JLR has been cleared of receiving illegal EU money for its new assembly plant in Nitra, Slovakia.
The European Commission said yesterday it concluded that Slovakia’s £110.6 million of investment aid to Jaguar Land Rover was in line with EU State aid rules.
The Commission said public support for the British carmaker to build in the Nitra region was necessary to ensure the plant was in Europe rather than in Mexico.
“We also found that the measure will contribute to job creation and to the economic development of a disadvantaged region without unduly distorting competition,” said EU Competition Commissioner Margrethe Vestager in a statement.
Jaguar Land Rover is investing £120 billion to build the car manufacturing plant in an area eligible for regional aid under EU state aid rules. The Commission opened an in-depth investigation into the aid in May 2017 over Jaguar Land Rover’s deliberations in 2015 about where to build the new factory.

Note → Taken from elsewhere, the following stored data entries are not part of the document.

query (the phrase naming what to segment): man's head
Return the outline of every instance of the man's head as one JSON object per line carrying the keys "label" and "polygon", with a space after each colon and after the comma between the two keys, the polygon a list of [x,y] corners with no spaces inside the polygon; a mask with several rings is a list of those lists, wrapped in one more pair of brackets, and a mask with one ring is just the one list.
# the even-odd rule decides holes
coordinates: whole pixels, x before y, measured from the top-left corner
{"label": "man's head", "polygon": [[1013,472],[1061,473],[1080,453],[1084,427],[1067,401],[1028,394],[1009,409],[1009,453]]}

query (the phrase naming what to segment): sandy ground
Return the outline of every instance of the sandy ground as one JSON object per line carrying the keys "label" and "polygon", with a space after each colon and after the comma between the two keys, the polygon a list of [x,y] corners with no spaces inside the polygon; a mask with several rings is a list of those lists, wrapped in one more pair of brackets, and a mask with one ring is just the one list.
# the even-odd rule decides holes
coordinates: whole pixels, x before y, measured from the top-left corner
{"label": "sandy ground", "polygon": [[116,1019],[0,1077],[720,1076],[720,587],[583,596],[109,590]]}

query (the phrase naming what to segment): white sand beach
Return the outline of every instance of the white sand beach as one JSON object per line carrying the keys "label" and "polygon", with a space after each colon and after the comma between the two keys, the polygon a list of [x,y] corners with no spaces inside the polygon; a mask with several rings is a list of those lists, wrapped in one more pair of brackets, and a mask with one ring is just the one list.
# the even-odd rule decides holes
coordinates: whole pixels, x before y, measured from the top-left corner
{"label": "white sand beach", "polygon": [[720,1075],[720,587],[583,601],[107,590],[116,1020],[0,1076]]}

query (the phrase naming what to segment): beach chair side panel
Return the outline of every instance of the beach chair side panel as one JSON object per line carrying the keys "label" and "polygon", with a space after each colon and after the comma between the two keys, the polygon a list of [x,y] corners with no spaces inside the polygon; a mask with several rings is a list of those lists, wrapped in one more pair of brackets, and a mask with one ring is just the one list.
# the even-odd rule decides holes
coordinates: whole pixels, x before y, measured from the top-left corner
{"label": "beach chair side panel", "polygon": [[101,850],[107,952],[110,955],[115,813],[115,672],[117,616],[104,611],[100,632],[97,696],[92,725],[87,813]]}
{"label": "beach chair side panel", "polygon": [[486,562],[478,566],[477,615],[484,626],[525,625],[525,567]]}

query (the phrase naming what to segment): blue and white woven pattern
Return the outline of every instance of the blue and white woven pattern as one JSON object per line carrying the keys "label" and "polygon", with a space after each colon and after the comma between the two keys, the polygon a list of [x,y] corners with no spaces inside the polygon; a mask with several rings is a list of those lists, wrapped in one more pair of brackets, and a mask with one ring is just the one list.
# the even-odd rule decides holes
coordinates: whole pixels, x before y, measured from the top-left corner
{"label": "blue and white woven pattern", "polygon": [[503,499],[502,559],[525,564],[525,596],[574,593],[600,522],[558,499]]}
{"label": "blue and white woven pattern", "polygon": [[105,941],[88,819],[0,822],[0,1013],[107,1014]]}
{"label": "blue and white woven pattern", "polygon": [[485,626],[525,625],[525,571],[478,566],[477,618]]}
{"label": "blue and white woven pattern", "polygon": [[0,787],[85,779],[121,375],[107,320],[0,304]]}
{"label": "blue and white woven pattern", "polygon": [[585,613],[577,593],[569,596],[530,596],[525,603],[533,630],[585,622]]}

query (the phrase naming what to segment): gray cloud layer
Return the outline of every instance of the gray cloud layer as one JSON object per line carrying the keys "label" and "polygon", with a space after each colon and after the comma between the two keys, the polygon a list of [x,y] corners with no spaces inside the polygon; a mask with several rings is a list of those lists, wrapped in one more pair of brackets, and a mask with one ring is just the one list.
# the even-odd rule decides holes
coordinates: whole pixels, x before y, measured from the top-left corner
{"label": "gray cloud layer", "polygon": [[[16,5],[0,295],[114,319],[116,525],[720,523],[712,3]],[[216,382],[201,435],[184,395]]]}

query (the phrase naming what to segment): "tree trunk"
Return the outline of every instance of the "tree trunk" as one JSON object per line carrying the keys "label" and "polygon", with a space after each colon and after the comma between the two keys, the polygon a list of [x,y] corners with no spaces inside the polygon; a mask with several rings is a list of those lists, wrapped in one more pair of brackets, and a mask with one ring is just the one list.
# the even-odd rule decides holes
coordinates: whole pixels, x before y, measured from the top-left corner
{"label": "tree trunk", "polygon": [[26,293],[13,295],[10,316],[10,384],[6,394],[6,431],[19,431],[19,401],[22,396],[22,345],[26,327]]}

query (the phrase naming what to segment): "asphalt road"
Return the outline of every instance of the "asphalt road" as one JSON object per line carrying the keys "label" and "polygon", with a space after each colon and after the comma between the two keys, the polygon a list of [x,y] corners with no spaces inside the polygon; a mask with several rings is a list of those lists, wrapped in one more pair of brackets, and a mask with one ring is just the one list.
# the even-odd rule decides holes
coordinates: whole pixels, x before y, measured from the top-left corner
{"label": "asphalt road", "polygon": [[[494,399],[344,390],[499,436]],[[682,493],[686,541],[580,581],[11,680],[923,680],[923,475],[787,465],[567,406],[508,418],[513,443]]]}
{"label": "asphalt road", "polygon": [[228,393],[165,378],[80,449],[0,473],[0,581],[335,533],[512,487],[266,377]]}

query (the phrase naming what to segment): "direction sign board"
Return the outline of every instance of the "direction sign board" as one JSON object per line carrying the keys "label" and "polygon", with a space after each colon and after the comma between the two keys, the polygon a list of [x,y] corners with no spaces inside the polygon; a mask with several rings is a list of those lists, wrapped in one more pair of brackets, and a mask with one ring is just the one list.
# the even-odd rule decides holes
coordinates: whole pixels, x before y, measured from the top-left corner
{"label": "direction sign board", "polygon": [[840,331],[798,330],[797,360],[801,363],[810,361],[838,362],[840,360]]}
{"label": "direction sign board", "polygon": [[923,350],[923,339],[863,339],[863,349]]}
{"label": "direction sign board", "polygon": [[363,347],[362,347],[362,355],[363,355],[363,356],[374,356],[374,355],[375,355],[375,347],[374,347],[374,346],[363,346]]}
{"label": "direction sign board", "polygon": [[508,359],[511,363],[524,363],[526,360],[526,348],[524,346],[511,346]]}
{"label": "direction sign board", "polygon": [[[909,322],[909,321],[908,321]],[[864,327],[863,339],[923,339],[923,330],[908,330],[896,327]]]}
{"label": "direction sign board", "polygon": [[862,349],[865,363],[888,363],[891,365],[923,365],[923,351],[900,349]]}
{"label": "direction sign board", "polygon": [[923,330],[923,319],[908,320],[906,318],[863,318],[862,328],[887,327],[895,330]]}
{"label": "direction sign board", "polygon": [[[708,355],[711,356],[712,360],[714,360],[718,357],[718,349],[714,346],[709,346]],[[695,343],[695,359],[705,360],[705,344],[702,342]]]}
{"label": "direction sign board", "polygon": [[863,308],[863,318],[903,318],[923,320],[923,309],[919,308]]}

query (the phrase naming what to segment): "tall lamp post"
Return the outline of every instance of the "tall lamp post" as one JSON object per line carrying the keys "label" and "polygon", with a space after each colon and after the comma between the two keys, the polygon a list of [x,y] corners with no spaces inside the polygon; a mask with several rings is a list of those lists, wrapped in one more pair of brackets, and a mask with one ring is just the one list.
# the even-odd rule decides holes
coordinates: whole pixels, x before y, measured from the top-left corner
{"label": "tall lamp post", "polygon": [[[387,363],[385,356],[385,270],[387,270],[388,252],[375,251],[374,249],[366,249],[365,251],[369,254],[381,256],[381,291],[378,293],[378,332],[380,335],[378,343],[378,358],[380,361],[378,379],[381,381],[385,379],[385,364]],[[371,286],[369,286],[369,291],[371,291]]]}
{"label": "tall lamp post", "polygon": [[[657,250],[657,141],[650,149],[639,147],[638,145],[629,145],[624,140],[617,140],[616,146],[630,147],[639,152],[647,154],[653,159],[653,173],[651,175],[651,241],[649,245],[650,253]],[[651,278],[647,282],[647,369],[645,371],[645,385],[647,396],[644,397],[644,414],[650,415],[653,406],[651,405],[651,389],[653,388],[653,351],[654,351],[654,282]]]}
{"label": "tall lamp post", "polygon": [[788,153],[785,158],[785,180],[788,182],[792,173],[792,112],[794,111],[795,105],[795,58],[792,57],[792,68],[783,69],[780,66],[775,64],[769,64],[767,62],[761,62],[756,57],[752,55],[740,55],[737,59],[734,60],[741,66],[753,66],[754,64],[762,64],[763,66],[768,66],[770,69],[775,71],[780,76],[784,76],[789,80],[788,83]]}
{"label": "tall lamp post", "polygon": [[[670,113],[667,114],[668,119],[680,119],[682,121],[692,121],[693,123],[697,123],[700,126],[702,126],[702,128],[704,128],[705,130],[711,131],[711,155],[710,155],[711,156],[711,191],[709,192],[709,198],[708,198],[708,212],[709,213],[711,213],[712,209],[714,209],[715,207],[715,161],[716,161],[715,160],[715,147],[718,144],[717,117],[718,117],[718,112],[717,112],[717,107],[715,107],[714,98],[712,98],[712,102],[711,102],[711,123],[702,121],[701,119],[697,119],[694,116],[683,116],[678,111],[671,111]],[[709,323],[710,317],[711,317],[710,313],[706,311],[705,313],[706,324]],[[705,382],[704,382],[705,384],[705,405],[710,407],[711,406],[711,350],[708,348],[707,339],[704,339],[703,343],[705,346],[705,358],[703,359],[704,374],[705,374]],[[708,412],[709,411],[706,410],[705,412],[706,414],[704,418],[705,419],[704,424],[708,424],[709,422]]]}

The future of Vauxhall’s Ellesmere Port car and Luton van plants could be changed after Brexit, said PSA Group’s Europe boss Maxime Picat at the Paris motor show.
He told Reuters that the company intended to add Citroen Jumpy and Peugeot Expert vans to the Luton lines next year but if trading conditions in 2020 meant they had to build UK and European models in separate factories closer to where they are sold the viability of their operations would have to be considered as volumes would be reduced in each location.